In order to align guidance with the president’s public downplaying of the crisis, senior staff at the US Centers for Disease Control and Prevention (CDC) told investigators that Trump aides bullied staff and attempted to rewrite their reports.
According to the study, officials took “extraordinary steps to integrate political appointees into the publishing process and refute CDC’s scientific studies, including crafting op-eds and other public messaging intended to directly refute CDC’s results.”
For the 91-page report on the coronavirus outbreak issued by the House select panel, investigators spoke with a dozen current and former CDC personnel as well as senior administration figures.
The panel explains how Trump appointees at the Department of Health and Human Services (HHS) attempted to monopolise the CDC’s weekly scientific magazine, the Morbidity and Mortality Weekly Report (MMWR), by altering or preventing items they thought may be detrimental to Trump.
At least five times, Trump appointees were successful in their attempts to “change the substance, contradict, or postpone the distribution” of 18 MMWRs and a health alert.
According to the report, a CDC communications officer reported that an HHS employee who supports Trump had displayed “bully-like conduct” and made CDC officials “feel frightened.”
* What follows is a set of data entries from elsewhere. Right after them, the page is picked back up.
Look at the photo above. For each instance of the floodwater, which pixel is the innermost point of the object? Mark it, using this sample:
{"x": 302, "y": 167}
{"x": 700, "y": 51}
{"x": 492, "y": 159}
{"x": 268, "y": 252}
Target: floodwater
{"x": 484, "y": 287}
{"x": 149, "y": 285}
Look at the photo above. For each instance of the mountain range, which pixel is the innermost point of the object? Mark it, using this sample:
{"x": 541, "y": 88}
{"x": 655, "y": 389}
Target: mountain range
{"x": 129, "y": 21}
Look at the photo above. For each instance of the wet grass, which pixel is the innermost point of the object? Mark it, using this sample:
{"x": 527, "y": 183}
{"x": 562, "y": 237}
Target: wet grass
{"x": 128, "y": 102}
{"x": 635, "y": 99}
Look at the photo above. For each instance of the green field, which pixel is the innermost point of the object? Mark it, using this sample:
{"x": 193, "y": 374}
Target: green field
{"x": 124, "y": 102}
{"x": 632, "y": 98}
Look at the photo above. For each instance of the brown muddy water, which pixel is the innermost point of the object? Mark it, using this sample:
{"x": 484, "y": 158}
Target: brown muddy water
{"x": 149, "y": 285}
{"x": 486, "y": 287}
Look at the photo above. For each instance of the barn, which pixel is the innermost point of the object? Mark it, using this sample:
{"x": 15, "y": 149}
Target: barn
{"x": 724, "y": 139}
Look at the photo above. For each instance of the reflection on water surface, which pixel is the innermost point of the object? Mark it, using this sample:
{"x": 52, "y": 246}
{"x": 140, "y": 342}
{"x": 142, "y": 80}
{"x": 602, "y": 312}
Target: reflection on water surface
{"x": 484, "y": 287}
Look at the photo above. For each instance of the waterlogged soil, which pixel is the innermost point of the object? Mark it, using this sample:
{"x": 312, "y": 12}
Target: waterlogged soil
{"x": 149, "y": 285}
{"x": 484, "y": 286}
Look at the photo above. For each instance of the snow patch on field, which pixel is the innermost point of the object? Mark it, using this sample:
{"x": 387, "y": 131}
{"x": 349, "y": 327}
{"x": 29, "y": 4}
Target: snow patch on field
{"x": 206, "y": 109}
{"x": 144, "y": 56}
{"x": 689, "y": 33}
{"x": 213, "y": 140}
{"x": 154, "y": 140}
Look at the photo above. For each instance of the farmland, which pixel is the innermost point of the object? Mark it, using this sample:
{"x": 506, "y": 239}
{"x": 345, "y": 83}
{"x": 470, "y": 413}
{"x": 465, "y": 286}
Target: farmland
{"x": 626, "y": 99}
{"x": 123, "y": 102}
The CDC’s deputy director for infectious diseases, Jay Butler, said that after his comments were judged “too worrisome,” he was “not actually requested back to give telebriefings.”
The investigation conducted by the Select Subcommittee, led by Democrat Jim Clyburn, “has demonstrated that the previous administration engaged in an unprecedented campaign of political interference in the federal government’s pandemic response, which undermined public health to benefit the former president’s political goals.”
As today’s report demonstrates, President Trump and his closest advisers often assaulted CDC researchers, undermined the organization’s public health recommendations, and hid scientific findings in an effort to minimise the severity of the coronavirus.
An earlier article described the Trump administration’s attempt to prevent federal health authorities from discussing the epidemic in public.
Another explained its efforts to persuade the US Food and Drug Administration to renew the emergency permission for the anti-malaria medication hydroxychloroquine, which Trump was supporting despite the fact that it was unsuccessful in treating Covid-19.
If they take back control of the House or the Senate in November’s midterm elections, Republicans have threatened to launch their own investigation and have rejected the most recent report as political.